Evaluating the Use of Single-cell and Bulk Sequences in Phylogenetic Analyses of Multi-tumour Evolution

Abstract

Studying the phylogenetic reconstruction of somatic evolution can be challenging due to constraints in resources, the influence of various biological factors, and technical limitations. Many methods concentrate on the analysis of single-cell sequencing data. This approach, while generally more accurate than using bulk-sequencing data, can be limiting due to its computational complexity and potential technical artefacts. We integrate two simulation software tools to facilitate the modelling of evolutionary histories between multiple metastatic sites within a patient. The first tool is used to generate phylogenetic trees, providing a framework that represents the true evolutionary histories both at a multi-tumour and individual cell level. Subsequently, the second tool generates single-cell tumour sequences based on the true cell-cell trees.
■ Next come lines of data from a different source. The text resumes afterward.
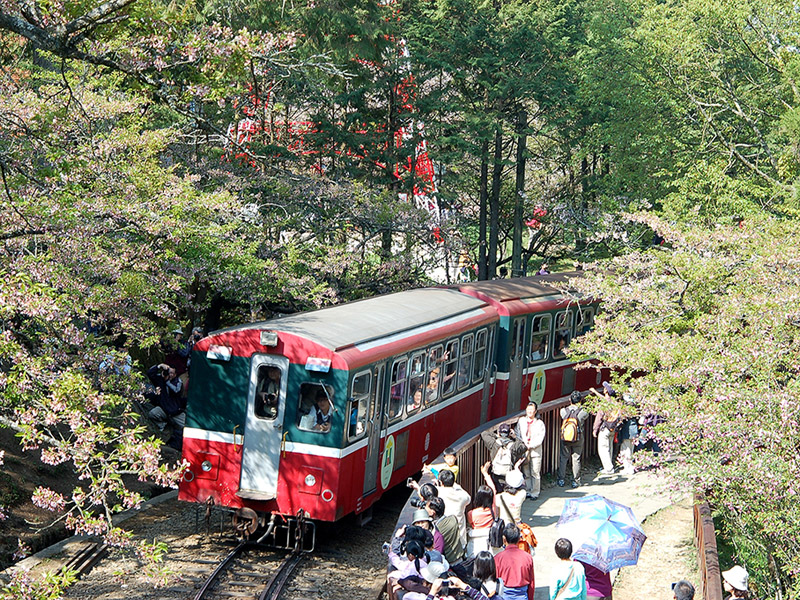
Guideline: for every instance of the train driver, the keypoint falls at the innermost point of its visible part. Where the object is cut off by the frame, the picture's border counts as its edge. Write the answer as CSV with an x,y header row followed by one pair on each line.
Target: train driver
x,y
318,419
267,395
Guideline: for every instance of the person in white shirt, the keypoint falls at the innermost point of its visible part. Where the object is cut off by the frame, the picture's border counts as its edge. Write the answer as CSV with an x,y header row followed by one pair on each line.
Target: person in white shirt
x,y
455,499
531,430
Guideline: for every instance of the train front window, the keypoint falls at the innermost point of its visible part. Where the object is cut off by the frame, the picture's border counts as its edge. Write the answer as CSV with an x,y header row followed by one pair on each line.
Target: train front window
x,y
480,356
359,401
563,333
450,367
397,392
268,390
465,363
316,407
540,338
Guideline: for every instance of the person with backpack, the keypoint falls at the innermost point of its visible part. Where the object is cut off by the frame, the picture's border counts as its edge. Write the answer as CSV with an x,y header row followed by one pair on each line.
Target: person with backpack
x,y
573,418
531,431
505,451
606,423
567,580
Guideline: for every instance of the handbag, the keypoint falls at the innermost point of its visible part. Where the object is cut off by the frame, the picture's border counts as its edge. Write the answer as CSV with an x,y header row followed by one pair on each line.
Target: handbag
x,y
566,583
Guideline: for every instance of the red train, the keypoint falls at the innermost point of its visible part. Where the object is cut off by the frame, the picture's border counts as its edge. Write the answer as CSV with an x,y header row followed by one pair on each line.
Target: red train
x,y
318,413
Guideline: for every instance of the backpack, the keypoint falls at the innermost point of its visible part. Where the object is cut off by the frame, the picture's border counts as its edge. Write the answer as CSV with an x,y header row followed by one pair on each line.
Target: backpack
x,y
496,532
570,428
502,461
527,539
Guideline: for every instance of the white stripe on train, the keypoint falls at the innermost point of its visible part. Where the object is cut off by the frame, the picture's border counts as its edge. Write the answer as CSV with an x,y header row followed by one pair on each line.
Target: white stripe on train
x,y
478,312
325,451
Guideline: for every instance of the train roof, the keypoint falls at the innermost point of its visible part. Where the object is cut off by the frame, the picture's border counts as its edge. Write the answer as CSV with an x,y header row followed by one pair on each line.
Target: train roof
x,y
358,322
518,288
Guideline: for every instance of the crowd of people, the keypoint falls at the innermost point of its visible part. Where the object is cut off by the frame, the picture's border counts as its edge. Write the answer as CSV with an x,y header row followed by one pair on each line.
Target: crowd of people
x,y
166,394
486,552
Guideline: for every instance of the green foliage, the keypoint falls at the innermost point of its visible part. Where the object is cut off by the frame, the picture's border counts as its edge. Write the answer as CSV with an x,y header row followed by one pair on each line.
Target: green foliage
x,y
704,332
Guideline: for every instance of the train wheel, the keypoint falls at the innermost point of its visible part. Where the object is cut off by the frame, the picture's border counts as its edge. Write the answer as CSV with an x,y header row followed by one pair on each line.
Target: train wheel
x,y
245,522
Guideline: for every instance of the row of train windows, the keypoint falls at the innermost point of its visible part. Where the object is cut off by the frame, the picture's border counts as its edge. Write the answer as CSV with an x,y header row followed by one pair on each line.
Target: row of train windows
x,y
422,380
543,346
425,378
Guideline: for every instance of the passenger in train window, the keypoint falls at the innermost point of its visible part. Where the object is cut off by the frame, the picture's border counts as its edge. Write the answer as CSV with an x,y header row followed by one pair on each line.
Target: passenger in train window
x,y
562,341
267,393
416,400
538,349
318,419
432,389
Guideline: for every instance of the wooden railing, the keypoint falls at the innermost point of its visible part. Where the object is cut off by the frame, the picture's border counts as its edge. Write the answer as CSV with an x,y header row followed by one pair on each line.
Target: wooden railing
x,y
705,538
471,453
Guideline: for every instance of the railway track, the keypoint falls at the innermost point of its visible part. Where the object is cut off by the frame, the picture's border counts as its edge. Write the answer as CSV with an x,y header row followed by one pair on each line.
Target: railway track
x,y
347,563
246,573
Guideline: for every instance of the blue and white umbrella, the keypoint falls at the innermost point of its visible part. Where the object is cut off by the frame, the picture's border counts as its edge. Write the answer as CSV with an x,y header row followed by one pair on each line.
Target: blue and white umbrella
x,y
604,533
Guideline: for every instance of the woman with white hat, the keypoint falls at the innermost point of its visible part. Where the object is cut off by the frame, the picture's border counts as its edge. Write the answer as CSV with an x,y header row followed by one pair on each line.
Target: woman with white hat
x,y
734,580
509,501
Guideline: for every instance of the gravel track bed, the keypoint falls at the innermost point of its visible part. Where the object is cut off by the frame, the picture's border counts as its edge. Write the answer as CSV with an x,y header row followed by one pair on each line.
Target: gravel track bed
x,y
348,563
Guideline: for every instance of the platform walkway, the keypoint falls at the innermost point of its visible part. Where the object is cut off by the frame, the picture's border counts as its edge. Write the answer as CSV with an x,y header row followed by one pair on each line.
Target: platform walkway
x,y
644,492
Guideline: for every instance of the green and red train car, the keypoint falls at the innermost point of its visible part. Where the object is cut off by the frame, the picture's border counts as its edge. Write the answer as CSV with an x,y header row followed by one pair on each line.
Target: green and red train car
x,y
401,376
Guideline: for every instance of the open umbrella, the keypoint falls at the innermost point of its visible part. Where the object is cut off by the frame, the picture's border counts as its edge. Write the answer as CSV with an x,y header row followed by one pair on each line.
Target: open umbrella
x,y
604,533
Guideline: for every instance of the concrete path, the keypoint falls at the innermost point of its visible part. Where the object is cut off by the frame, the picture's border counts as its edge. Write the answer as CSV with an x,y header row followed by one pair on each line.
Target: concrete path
x,y
644,492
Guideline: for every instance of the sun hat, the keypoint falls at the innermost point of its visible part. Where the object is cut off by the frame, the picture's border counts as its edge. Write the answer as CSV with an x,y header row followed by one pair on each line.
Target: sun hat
x,y
514,479
737,577
421,515
436,556
434,569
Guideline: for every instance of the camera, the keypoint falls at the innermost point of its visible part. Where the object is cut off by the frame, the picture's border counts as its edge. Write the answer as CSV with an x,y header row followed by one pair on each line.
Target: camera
x,y
444,590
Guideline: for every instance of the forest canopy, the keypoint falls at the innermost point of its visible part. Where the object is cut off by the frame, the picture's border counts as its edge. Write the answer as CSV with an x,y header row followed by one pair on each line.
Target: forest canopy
x,y
207,163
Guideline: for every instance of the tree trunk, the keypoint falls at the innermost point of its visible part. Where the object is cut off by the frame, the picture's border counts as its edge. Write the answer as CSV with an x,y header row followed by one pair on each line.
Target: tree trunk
x,y
483,267
494,206
519,197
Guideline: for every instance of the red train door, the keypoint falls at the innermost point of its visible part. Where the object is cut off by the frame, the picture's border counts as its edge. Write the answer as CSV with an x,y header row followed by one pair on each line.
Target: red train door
x,y
516,364
374,427
266,401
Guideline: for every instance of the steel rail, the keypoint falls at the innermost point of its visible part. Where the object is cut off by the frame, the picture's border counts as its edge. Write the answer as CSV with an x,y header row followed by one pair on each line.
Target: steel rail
x,y
220,568
82,562
278,580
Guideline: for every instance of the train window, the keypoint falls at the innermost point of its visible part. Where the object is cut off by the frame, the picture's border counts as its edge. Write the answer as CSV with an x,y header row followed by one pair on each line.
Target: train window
x,y
585,321
416,383
397,392
435,359
563,333
316,407
479,366
268,391
450,367
517,342
540,337
359,400
465,363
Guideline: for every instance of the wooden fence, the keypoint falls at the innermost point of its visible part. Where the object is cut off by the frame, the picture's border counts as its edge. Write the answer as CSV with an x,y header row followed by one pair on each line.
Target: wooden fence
x,y
705,538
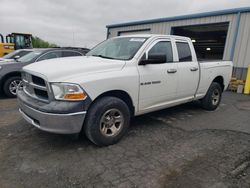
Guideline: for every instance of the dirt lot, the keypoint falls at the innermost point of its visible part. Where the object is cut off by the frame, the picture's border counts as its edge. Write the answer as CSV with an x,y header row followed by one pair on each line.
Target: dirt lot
x,y
183,146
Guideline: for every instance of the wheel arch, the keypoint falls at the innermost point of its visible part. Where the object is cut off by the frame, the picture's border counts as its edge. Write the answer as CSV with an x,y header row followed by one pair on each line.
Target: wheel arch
x,y
219,80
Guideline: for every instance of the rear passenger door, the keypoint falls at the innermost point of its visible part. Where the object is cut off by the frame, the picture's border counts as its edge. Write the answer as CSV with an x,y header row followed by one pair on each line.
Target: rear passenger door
x,y
188,71
158,82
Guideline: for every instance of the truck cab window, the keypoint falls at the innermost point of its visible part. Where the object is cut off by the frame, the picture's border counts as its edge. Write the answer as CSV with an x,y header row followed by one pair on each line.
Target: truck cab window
x,y
184,51
162,47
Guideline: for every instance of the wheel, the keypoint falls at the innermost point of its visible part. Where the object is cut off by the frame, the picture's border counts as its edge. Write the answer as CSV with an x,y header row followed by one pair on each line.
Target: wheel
x,y
11,85
107,121
213,97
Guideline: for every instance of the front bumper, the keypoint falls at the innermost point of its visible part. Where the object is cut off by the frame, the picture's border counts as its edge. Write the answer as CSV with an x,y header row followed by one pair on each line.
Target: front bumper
x,y
63,123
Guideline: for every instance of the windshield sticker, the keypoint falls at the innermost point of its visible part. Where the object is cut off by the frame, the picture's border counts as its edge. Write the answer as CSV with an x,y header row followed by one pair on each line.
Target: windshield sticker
x,y
137,40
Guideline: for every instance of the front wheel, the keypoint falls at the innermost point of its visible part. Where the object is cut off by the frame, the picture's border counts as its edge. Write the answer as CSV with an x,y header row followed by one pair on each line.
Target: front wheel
x,y
213,97
107,121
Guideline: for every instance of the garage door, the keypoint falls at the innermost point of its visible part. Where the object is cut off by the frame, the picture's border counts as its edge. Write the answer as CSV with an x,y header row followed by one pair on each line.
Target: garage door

By combining these two software tools, cells are assigned to specific tumours, and therefore simulated under a structured population. Our study evaluates the viability of pooling single-cell data into consensus sequences by comparing their accuracy in reconstructing the multi-tumour tree against pseudo-bulk data. This approach addresses the challenge of obtaining multi-tumour level evolutionary histories from single-cell data. We aim to provide guidance for researchers when choosing their preferred sequencing analysis method or for those looking to trace multi-tumour evolution. Under various biological conditions, we simulate single-cell tumour sequences with a predefined multi-tumour tree and its corresponding cell-cell tree replicates. We construct consensus sequences, pooling cell sequences based on shared tumour lineage. For comparison, we construct pseudobulk data. Calculations of tree distance between initial trees against reconstructed trees show that consensus sequences do not perform as well as a pseudobulk dataset. We explore the process of reconstructing the true multi-tumour tree by integrating existing data, compiled as sets of replicates. First, we perform tree reconstruction using a species estimation method on single-cell data. Additionally, we explore supertree construction as well as the use of concatenated sequences, leveraging pooled data. Through this analysis, we find that using single-cell data directly or utilising pseudobulk data for reconstructing multi-tumour evolution yields the best results.